The cost of Indian exports has skyrocketed as a result of attacks on ships in the Red Sea by the Yemeni Houthi militia, industry officials revealed on Monday. With an estimated $14 billion in monthly trade passing through the Red Sea, accounting for 80% of India’s goods trade with Europe, exporters have been hit hard by the rising costs. Since the attacks began in November, around 95% of vessels have opted to reroute around the Cape of Good Hope, adding an additional 4,000 to 6,000 nautical miles and delaying journeys by 14-20 days. Major shipping lines such as Maersk, MSC, and Hapag Lloyd have temporarily halted their Red Sea operations due to safety concerns.
Exporters now face a significant challenge as the cost of shipping a 24-foot container from India to Europe, the eastern coast of America, and the UK has surged from $600 to $1,500 since the attacks began. This increase has severely impacted profit margins, putting exporters under immense financial pressure. Our profit margins have been wiped out as the shipping costs have gone up, stated Arun Kumar Garodia, Chairman of the Engineering Export Promotion Council of India (EEPC). The burden of these heightened costs is compounded by the fact that most buyers are unwilling to revise prices.
According to Garodia, the rising shipping costs and the delay in the delivery of orders will cumulatively lead to a significant impact on Indian exports. He estimated that exports worth at least $10 billion could be affected in the fiscal year ending in March 2024. Compounding the situation, shipping companies have even threatened to further raise freight costs later this week.
Satya Srinivas, a senior Indian trade ministry official, revealed that delays in shipping schedules have led to around 25% of this month’s exports being held up. The majority of ships have been postponed by 2-3 weeks due to longer routes and delayed incoming ships.

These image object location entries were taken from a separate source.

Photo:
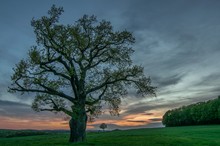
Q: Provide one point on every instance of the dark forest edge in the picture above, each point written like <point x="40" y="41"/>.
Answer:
<point x="202" y="113"/>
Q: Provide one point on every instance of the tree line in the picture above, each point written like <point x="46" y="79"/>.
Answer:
<point x="202" y="113"/>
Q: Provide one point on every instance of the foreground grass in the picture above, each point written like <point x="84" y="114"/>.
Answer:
<point x="175" y="136"/>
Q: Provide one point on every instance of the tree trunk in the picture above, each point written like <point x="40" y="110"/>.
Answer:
<point x="78" y="127"/>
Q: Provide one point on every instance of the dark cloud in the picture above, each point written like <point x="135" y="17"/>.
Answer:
<point x="163" y="81"/>
<point x="177" y="42"/>
<point x="23" y="111"/>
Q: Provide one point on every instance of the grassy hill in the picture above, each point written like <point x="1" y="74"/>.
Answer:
<point x="173" y="136"/>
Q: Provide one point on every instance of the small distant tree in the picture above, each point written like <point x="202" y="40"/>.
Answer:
<point x="77" y="68"/>
<point x="103" y="126"/>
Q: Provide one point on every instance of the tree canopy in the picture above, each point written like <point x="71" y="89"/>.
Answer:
<point x="79" y="67"/>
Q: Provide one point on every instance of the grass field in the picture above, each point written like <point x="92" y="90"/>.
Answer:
<point x="174" y="136"/>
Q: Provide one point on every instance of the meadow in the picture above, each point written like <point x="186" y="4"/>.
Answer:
<point x="171" y="136"/>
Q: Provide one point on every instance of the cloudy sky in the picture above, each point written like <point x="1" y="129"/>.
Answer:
<point x="177" y="42"/>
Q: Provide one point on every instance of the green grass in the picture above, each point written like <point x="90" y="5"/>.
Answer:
<point x="174" y="136"/>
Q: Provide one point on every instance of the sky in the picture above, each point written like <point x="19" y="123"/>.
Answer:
<point x="177" y="43"/>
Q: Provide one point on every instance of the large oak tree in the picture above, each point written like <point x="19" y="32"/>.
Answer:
<point x="77" y="68"/>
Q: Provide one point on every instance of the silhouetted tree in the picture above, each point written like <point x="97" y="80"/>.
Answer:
<point x="103" y="126"/>
<point x="75" y="68"/>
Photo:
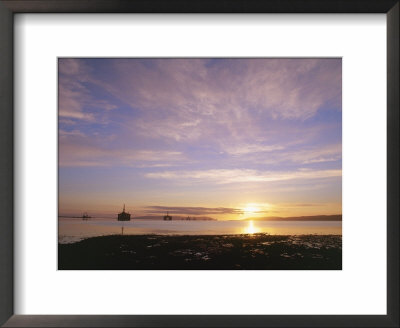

However, December exports, which are estimated at $38.45 billion, have not been directly impacted by the Red Sea crisis.
The repercussions of these attacks not only affect Indian exporters but also have wider implications for global trade. With India being a major player in international trade, disruptions to its exports have a ripple effect on various industries and economies worldwide.
As the situation continues to unfold, exporters grapple with the escalating costs and delays caused by the attacks. The long-term effects of these challenges remain uncertain, but for now, the focus is on finding alternate routes and mitigating the financial impact.